The 2018 season has marked another major shift for Báez, from cult hero to full-fledged franchise player. Part of it is the simple individual progress that tends to come with maturation; his batting average, on-base percentage, and slugging percentage are all the highest of his career. But the more interesting part is that his skill set has been exactly what the Cubs have needed in a year rife with complication. When the former MVP Kris Bryant went on the disabled list with a shoulder injury in midsummer, Báez stepped in to assume some of his third-base duties. After the second baseman Daniel Murphy arrived to the Cubs in a mid-August trade, Báez forsook his most common position to make room for him. Most recently, when the shortstop Addison Russell was accused of domestic violence and placed on administrative leave, Báez took over, providing much more than a stopgap at the crucial infield position.

The Cubs, whose loss to the Milwaukee Brewers in a tie-breaking 163rd game cost them the NL Central title and forced them into the pressure cooker of the wild-card round, may well have missed the playoffs altogether without Báez’s across-the-board contributions. “He’s involved in everything,” Maddon said. “He’s involved in every pitch.” But to the unaffiliated viewer, Báez’s effect is broader and even more fundamental. He injects baseball with imagination; at his best, he seems to break the sport free of habit and routine. He drives in runs by hitting orbit-eligible homers or by dropping bunts into no-man’s-land. He steals home with swim-move slides. At whichever station on the diamond, he smothers ground balls like a fire blanket, hops to his feet, and throws to first on a wire. He’s a caricature of possibility, the positional flexibility just one part of the show.

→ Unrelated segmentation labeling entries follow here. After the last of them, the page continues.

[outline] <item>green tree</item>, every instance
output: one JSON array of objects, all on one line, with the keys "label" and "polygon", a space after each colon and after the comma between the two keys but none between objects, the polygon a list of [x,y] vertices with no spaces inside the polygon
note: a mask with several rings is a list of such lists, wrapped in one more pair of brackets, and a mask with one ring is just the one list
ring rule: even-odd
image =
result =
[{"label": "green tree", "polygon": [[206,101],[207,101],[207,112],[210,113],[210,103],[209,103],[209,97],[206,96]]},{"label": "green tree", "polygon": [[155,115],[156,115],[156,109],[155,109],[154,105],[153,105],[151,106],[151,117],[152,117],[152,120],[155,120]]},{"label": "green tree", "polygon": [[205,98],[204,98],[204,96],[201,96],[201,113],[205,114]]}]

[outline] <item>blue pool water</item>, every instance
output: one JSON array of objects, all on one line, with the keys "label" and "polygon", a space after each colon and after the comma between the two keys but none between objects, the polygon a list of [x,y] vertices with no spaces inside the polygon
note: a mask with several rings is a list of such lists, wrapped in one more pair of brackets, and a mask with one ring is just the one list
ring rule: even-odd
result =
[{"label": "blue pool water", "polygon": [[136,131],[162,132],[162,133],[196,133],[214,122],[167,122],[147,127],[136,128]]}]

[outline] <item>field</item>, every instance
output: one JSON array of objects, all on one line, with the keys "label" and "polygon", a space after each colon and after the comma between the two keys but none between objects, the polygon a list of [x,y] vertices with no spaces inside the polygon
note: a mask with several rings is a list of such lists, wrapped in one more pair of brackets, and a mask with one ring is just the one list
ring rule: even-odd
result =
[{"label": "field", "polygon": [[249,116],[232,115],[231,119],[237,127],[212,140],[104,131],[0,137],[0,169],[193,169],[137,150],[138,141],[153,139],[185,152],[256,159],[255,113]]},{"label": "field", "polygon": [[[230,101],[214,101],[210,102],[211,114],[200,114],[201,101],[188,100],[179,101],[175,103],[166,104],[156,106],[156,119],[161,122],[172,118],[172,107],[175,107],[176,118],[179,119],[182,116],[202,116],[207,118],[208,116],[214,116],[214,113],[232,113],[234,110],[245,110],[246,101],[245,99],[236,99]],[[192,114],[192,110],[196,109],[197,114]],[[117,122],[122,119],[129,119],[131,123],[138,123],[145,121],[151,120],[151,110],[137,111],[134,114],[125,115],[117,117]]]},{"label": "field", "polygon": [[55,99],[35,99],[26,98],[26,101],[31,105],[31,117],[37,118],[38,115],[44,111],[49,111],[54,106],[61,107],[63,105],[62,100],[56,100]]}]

There’s no telling what that show will entail over the coming years. Roster considerations or the calming effects of age could yet send Báez down the path of conventional stardom, clocking in every day at second or short (the Cleveland Indians’ José Ramírez, who in years past switched from spot to spot before settling mostly at third base this season, is a precedent). The recent success of his swing, still overeager at times, might slide back in coming seasons. It’s hard, though, not to wonder what Báez might accomplish in the shorter term. On Tuesday evening—and in the coming days and weeks, if the Cubs advance—the full spectrum will be in play. Báez might appear at three positions in three innings, or hit a walk-off grand slam, or hold a one-man track meet on the basepaths. He’ll make it into a different kind of game.